Lyapunov contributed to several fields, including differential equations, potential theory, dynamical systems and probability theory. His main preoccupations were the stability of equilibria and the motion of mechanical systems, especially rotating fluid masses, and the study of particles under the influence of gravity. His work in the field of mathematical physics regarded the boundary value problem of the equation of Laplace. In the theory of potential, his work from 1897 On some questions connected with Dirichlet's problem clarified several important aspects of the theory.
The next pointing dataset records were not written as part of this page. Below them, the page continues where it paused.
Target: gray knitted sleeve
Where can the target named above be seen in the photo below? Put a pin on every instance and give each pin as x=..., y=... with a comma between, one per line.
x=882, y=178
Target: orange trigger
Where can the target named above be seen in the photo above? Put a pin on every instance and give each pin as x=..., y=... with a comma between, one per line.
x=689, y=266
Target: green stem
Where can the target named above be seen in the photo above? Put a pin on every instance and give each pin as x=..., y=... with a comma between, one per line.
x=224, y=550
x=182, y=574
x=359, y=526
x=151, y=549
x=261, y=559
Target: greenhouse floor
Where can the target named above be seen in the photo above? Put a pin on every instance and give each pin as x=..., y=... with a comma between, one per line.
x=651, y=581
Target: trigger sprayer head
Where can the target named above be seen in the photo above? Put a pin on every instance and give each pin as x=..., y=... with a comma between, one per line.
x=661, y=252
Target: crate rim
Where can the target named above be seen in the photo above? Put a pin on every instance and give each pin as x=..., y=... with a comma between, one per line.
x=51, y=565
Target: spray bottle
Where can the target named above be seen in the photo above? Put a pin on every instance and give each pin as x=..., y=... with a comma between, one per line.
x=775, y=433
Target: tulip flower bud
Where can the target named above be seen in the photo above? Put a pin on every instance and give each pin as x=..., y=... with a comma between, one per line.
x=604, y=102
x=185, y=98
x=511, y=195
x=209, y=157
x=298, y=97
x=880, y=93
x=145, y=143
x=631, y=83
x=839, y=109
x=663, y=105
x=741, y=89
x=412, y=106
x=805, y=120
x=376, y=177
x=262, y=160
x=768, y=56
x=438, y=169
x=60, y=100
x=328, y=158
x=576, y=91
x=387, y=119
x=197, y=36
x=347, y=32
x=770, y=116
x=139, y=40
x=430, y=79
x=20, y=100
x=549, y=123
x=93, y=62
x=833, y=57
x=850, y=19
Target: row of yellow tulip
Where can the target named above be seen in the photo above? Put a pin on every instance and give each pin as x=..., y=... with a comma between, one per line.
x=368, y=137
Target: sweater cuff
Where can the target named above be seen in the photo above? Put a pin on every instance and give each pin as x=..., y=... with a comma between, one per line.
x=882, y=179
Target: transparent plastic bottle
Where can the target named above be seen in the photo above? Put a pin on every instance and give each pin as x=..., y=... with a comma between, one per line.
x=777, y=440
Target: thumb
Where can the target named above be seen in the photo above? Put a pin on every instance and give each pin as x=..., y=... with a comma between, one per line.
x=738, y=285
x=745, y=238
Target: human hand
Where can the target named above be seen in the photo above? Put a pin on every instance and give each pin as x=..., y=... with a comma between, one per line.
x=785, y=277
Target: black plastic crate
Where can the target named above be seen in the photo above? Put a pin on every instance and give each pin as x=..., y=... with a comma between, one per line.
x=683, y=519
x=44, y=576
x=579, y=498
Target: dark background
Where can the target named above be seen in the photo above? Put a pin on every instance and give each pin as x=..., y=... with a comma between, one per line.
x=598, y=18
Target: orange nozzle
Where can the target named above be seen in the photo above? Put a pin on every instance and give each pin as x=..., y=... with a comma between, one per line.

His work in this field is in close connection with the work of Steklov. Lyapunov developed many important approximation methods. His methods, which he developed in 1899, make it possible to define the stability of sets of ordinary differential equations. He created the modern theory of the stability of a dynamical system. In the theory of probability, he generalized the works of Chebyshev and Markov, and proved the Central Limit Theorem under more general conditions than his predecessors. The method of characteristic functions he used for the proof later found widespread use in probability theory.

Like many mathematicians, Lyapunov preferred to work alone and communicated mainly with few colleagues and close relatives. He usually worked late, four to five hours at night, sometimes the whole night. Once or twice a year he visited the theatre, or went to some concert. He had many students. He was an honorary member of many universities, an honorary member of the academy in Rome and a corresponding member of the Academy of Sciences in Paris.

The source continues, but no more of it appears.